Language Models (Mostly) Know When to Stop Reading
This addresses the problem of computational inefficiency in LLMs for users handling long contexts, offering a novel efficiency paradigm rather than incremental improvements.
The paper tackles the inefficiency of large language models processing entire input contexts by introducing dynamic context cutoff, a method that allows models to self-terminate processing when sufficient task-relevant information is acquired, resulting in a 3.4% accuracy improvement and 1.33x token reduction on average across six QA datasets.

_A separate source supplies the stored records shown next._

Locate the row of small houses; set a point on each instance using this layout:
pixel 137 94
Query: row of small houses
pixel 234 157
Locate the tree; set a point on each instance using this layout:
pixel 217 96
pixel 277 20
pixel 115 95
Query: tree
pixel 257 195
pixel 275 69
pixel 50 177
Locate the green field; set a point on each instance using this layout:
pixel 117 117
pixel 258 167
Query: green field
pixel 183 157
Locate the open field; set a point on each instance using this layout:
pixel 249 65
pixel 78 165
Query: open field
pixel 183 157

Large language models (LLMs) process entire input contexts indiscriminately, which is inefficient when the information required to answer a query is localized within the context. We present dynamic context cutoff, a novel method enabling LLMs to self-terminate processing upon acquiring sufficient task-relevant information. Through analysis of model internals, we discover that specific attention heads inherently encode "sufficiency signals" -- detectable through lightweight classifiers -- that predict when critical information has been processed. This reveals a new efficiency paradigm: models' internal understanding naturally dictates processing needs rather than external compression heuristics. Comprehensive experiments across six QA datasets (up to 40K tokens) with three model families (LLaMA/Qwen/Mistral, 1B-70B) demonstrate 3.4% accuracy improvement while achieving 1.33x token reduction on average. Furthermore, our method demonstrates superior performance compared to other context efficiency methods at equivalent token reduction rates. Additionally, we observe an emergent scaling phenomenon: while smaller models require probing for sufficiency detection, larger models exhibit intrinsic self-assessment capabilities through prompting.